The U.N. was set up to prevent World War II from happening again.  It's worked so far.  The U.N. is a good organization.  It was the U.N. with U.S. leadership that kicked Saddam Hussein out of Kuwait.  The U.N. should absolutely work with and support regional organizations in peacekeeping and humanitarian efforts.  They should also work with International non-governmental organizations like the International Red Cross who have extensive experience bringing aid to crisis areas.

Also, I want to make sure that people understand that the EU is NOT like the United States.  All members are still sovereign nations.  The only link-up is economic.  The other issues, for example environmental regulation, farming and food standards, etc. are all related to economics.  This is NOT a political union or some sort of European supergovernment.  It is possible (though I do not think probable) that this may occur in the future.

acludem


----------



## onedomino (Sep 20, 2004)

acludem said:
			
		

> The U.N. was set up to prevent World War II from happening again.  It's worked so far.  The U.N. is a good organization.  It was the U.N. with U.S. leadership that kicked Saddam Hussein out of Kuwait.  The U.N. should absolutely work with and support regional organizations in peacekeeping and humanitarian efforts.  They should also work with International non-governmental organizations like the International Red Cross who have extensive experience bringing aid to crisis areas.
> 
> Also, I want to make sure that people understand that the EU is NOT like the United States.  All members are still sovereign nations.  The only link-up is economic.  The other issues, for example environmental regulation, farming and food standards, etc. are all related to economics.  This is NOT a political union or some sort of European supergovernment.  It is possible (though I do not think probable) that this may occur in the future.
> 
> acludem



I assume you meant WW3. So what is your suggested composition of the UNSC?


----------



## acludem (Sep 21, 2004)

I would have 11 members:  USA, UK, France, Germany, Russia, Japan, China, India, Pakistan, Brazil, and South Africa.

acludem


----------



## NATO AIR (Sep 21, 2004)

acludem said:
			
		

> I would have 11 members:  USA, UK, France, Germany, Russia, Japan, China, India, Pakistan, Brazil, and South Africa.
> 
> acludem



that's not a bad composition

i do like indonesia better than pakistan for the security council (true democracy over military control), but since pakistan's got the bomb and is closer to the world's continual trouble spots, perhaps that would be the better choice


----------



## Annie (Sep 21, 2004)

NATO AIR said:
			
		

> that's not a bad composition
> 
> i do like indonesia better than pakistan for the security council (true democracy over military control), but since pakistan's got the bomb and is closer to the world's continual trouble spots, perhaps that would be the better choice



Why France, Germany, along with UK? Why should EU have 3 voices?

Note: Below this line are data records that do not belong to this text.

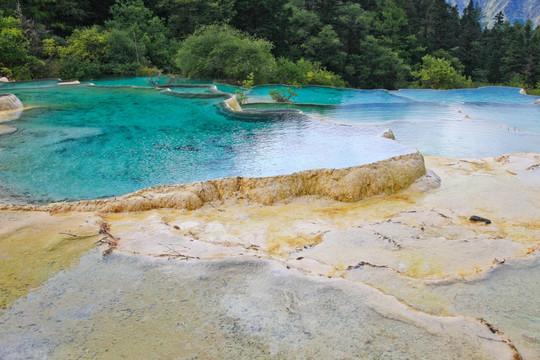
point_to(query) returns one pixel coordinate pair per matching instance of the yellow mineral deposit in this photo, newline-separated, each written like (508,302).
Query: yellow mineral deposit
(363,224)
(35,245)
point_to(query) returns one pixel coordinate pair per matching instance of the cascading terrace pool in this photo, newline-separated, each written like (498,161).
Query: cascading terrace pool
(84,141)
(210,291)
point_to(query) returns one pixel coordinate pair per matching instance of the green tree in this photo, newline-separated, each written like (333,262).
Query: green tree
(184,16)
(220,51)
(304,72)
(377,67)
(84,54)
(15,58)
(438,73)
(469,41)
(327,49)
(147,31)
(265,19)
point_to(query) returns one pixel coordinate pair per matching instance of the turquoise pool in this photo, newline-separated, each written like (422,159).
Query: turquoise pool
(83,141)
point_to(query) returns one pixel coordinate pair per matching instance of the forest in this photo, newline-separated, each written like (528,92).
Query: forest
(358,43)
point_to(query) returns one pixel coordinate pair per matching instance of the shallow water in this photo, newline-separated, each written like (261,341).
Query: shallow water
(84,142)
(124,306)
(468,123)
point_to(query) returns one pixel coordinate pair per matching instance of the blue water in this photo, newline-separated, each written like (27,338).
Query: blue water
(82,141)
(468,123)
(326,95)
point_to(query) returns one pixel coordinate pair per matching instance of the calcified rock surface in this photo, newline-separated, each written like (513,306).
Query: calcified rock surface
(9,102)
(272,261)
(349,185)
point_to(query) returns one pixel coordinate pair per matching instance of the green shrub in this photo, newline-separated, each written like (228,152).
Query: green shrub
(222,52)
(304,72)
(438,73)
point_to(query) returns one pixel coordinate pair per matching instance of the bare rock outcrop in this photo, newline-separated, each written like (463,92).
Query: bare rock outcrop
(9,102)
(348,185)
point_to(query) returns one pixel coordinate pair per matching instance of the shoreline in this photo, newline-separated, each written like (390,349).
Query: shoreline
(406,245)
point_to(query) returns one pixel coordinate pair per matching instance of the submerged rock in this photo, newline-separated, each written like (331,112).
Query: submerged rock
(9,102)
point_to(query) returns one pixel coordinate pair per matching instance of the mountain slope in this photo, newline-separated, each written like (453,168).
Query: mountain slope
(514,10)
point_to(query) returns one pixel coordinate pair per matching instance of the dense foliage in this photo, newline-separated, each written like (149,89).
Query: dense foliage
(359,43)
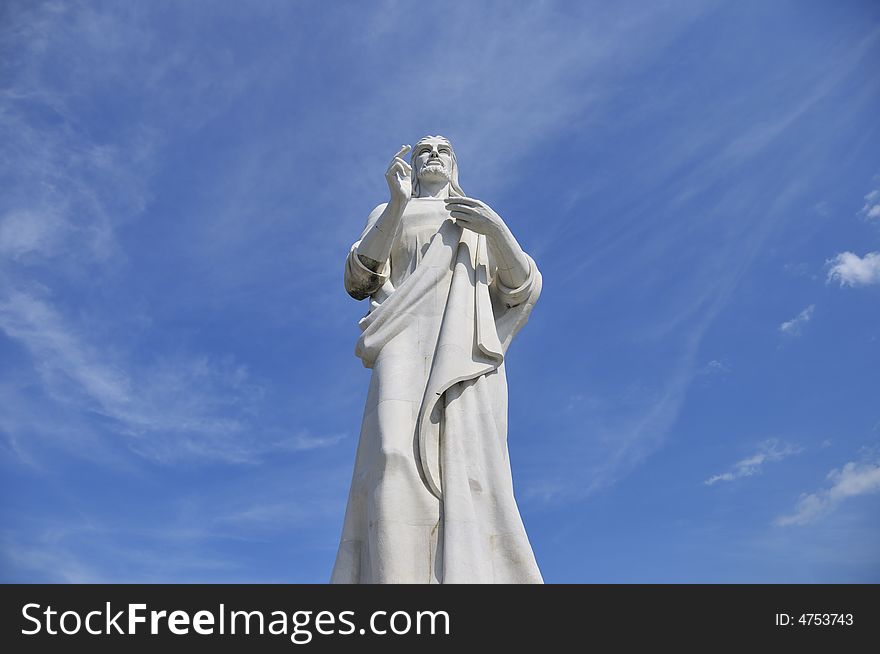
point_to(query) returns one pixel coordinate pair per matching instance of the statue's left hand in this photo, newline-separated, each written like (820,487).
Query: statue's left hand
(476,216)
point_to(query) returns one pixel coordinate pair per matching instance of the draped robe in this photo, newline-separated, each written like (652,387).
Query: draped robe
(431,497)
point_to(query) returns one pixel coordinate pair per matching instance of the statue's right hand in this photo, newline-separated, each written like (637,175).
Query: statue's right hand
(399,177)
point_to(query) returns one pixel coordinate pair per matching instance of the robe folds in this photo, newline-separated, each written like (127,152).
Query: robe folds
(431,497)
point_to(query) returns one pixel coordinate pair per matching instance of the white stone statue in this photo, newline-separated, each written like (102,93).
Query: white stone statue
(431,497)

Why only US from North America? If EU can have all their states in UN, why should US participate with less than all 50? Have Russia, India, Pakistan, China, Japan all from Asia, unless you want to throw Russia into Europe? Why would South Africa rate more worthy than Middle Eastern state? 

Personally, I think we should just get the heck out, but I'm curious on your concept of more fairness or perhaps it's logic, that is just escaping me?


----------



## NATO AIR (Sep 21, 2004)

Alright, you want the leaders of the world and their respective regions right?

US- North America, WORLD LEADER.

Brazil- South America/Central America

Britain (kinda weird, they merit because they're powerful, rich, successful and a world leader by their conduct, policies and what not)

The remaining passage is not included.